Конструкция диковинного аппарата Артуру Гауфу была совершенно ясна. Он даже не счел нужным что-либо объяснять двум своим ученым коллегам. Через два часа все было готово.
Образцом ему послужили опыты Фарадея, помещавшего медную пластину между двумя полюсами мощного электромагнита: несмотря на то, что сам по себе металл не подвержен магнетизму, пластина не падает, а медленно опускается, как если бы пространство между полюсами было заполнено какой-нибудь вязкой жидкостью. Если же исследователь наберется смелости и заменит пластину собственной головой — а, как мы знаем, Фарадей не остановился и перед этим, — он не почувствует абсолютно ничего. И что поразительно, испытуемый действительно совсем ничего не ощущает; но что ужасно, это ничего в науке издавна обозначало не что иное, как «неведомое», абсолютный икс, возможно даже, саму смерть.
Другой общеизвестный факт, который также использовался при изготовлении аппарата: в Америке приговоренных к смерти убивают электрическим током, как правило, напряжением в две тысячи двести вольт; смерть наступает мгновенно, ткани обугливаются и тетанические содрогания трупа настолько ужасны, что кажется, будто аппарат-убийца пытается оживить свою недавнюю жертву. Но если пустить по проводам ток в десять тысяч вольт — то есть почти в четыре раза большей силы, — не произойдет абсолютно ничего.
Для лучшего понимания дальнейших событий отметим, что вода в люрансских рвах приводила в движение динамо на одиннадцать тысяч вольт.
Андре Маркей, по-прежнему находившийся в глубоком оцепенении, был привязан слугами к креслу — поразительно, с каким рвением лакеи повинуются врачам, стоит тем заявить, что их хозяин болен или выжил из ума. Его руки и ноги были растянуты крепкими ремнями, а на голове покоилось некое подобие причудливой короны из литой платины, с зубцами, направленными книзу. Спереди и сзади корону, казалось, украшали огромные плоско обточенные бриллианты: корона состояла из двух половин, каждая с наушником из красной меди, подбитым влажной губкой для контакта с висками; две эти металлические полусферы были отделены друг от друга толстой стеклянной пластиной, и ее концы надо лбом и на затылке отливали, точно неграненые самоцветы. Маркей проснулся, лишь когда боковые пружины, щелкнув, защемили ему голову: впрочем, в тот момент ему как раз снились скальпы и чьи-то развевающиеся локоны.
Невидимые из комнаты, доктор, Артур Гауф и Уильям Эльсон наблюдали за происходящим через большое окно; что же до их увенчанного шлемом пациента, которого так никто и не позаботился одеть, то грим его местами осыпался, точно на теряющей позолоту статуе, и он являл собою зрелище настолько мало человеческое, что обоим американцам, в принципе, когда-то заглядывавшим в Библию и Новый Завет, пришлось призвать на помощь весь свой здравый смысл и хладнокровие, чтобы отогнать жалостливый и дикий образ увенчанного терниями и пригвожденного к кресту Царя Иудеев.

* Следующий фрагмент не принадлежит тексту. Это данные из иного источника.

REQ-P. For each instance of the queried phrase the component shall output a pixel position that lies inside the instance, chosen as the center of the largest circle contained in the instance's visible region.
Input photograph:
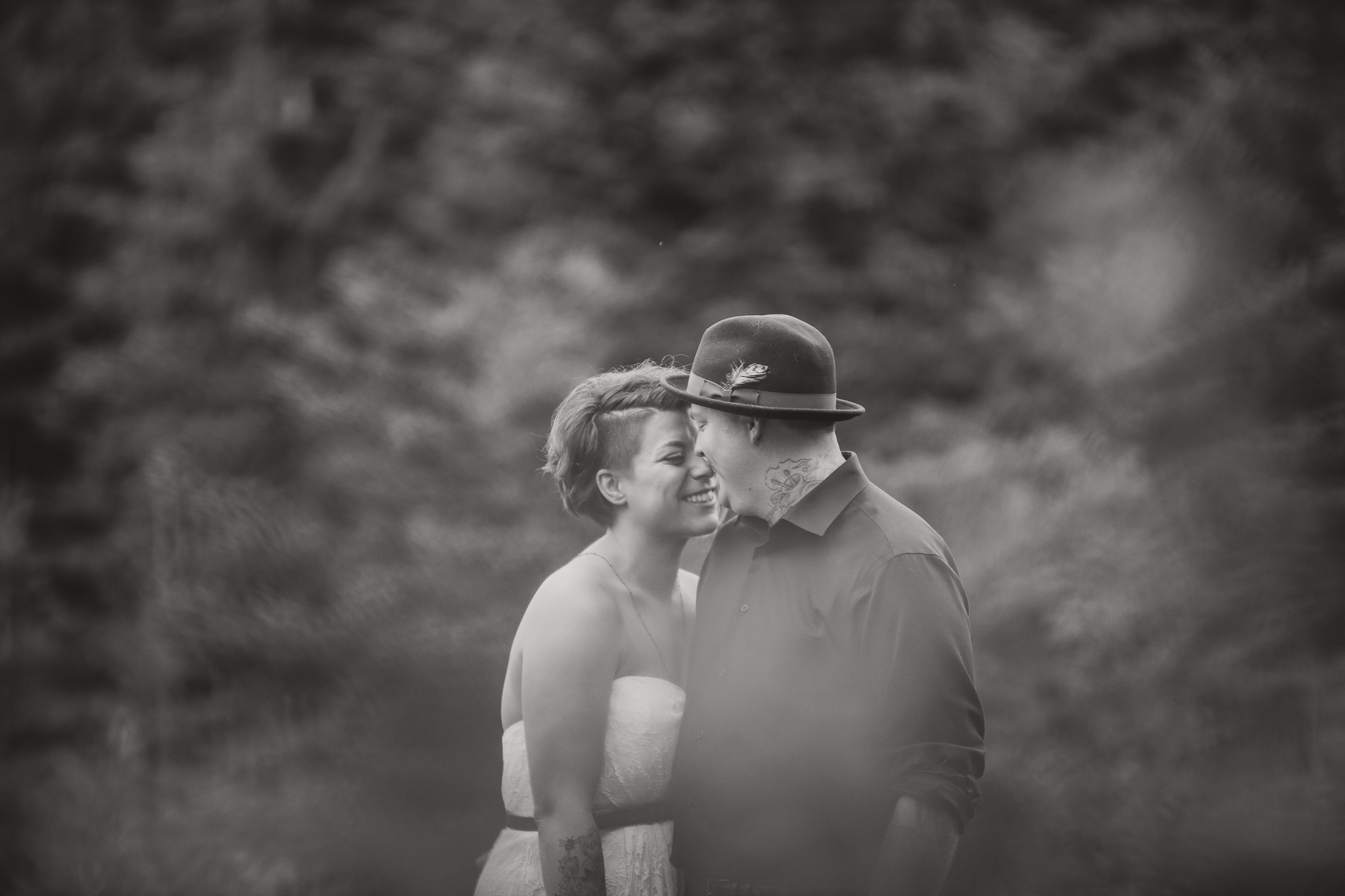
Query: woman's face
(666, 486)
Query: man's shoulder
(891, 526)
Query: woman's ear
(609, 486)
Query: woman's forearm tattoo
(581, 865)
(789, 481)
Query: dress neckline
(671, 684)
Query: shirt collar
(824, 504)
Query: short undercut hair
(598, 427)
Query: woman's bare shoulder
(575, 595)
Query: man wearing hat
(833, 733)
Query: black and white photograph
(671, 448)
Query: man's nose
(701, 468)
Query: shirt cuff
(943, 789)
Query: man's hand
(916, 852)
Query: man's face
(724, 442)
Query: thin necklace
(677, 590)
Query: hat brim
(676, 383)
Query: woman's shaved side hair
(598, 427)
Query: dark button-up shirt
(830, 675)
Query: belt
(646, 815)
(721, 887)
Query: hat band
(813, 402)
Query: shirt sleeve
(916, 645)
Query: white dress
(642, 725)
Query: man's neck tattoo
(789, 481)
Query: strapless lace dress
(642, 725)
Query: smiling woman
(594, 691)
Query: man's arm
(916, 852)
(917, 647)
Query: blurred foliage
(291, 288)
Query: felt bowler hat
(764, 366)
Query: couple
(798, 720)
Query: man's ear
(609, 486)
(757, 430)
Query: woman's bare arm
(572, 639)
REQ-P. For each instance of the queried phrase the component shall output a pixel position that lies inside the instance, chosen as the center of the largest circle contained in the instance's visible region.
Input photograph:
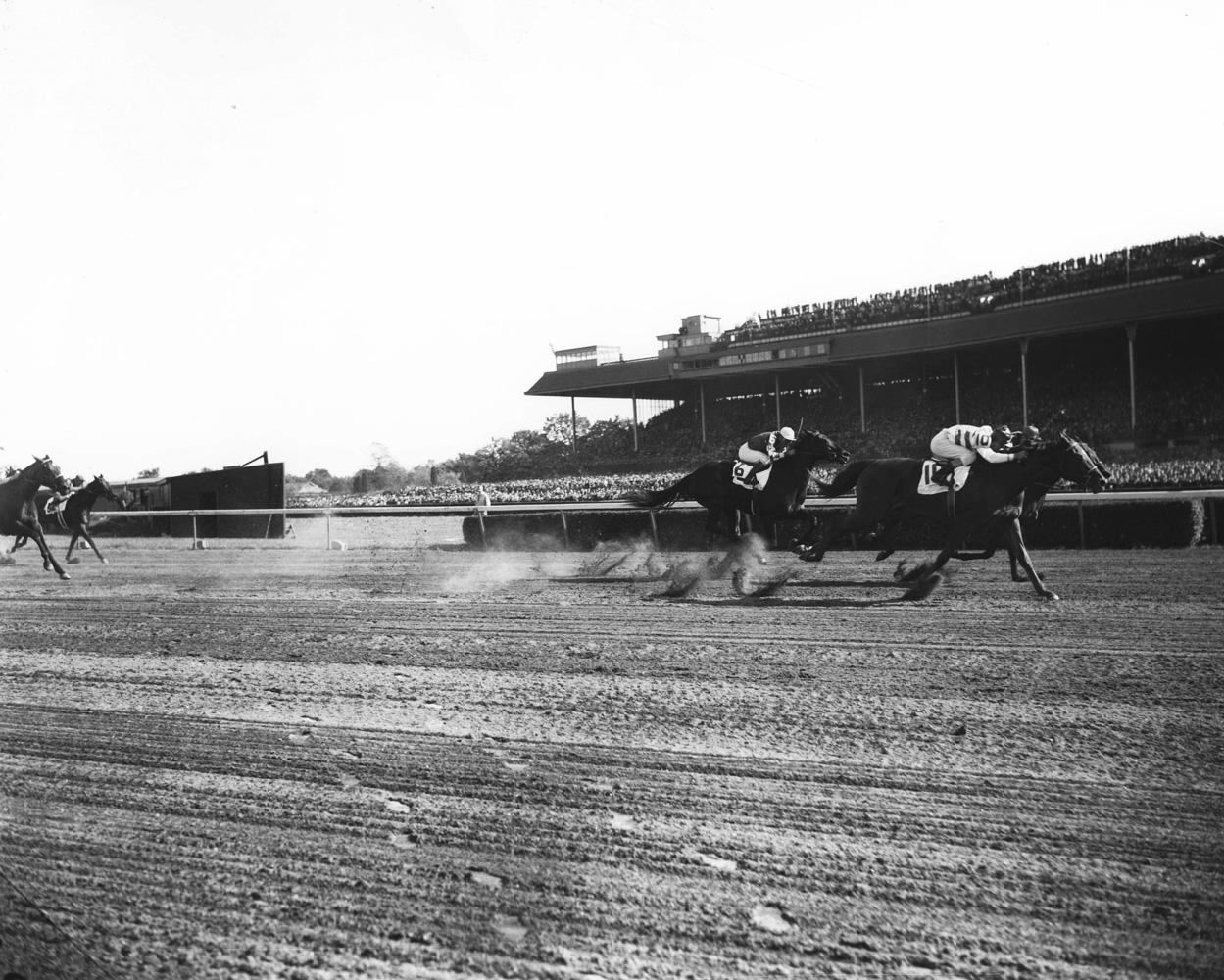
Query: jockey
(55, 502)
(761, 449)
(959, 446)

Что же за силу стянули они ремнями — способную возродить мир или, наоборот, уничтожить последнее о нем воспоминание?
Пара электродов, подбитых зеленым шелком и обтянутых гуттаперчей, крепко сжимали виски Суперсамца; змеясь по полу, отходившие от них клубки сероватых проводов исчезали за стеной — так черви, спасаясь от неминуемой гибели, готовы прогрызть даже неприступную скалу, — где глухо урчала мощная динамо-машина.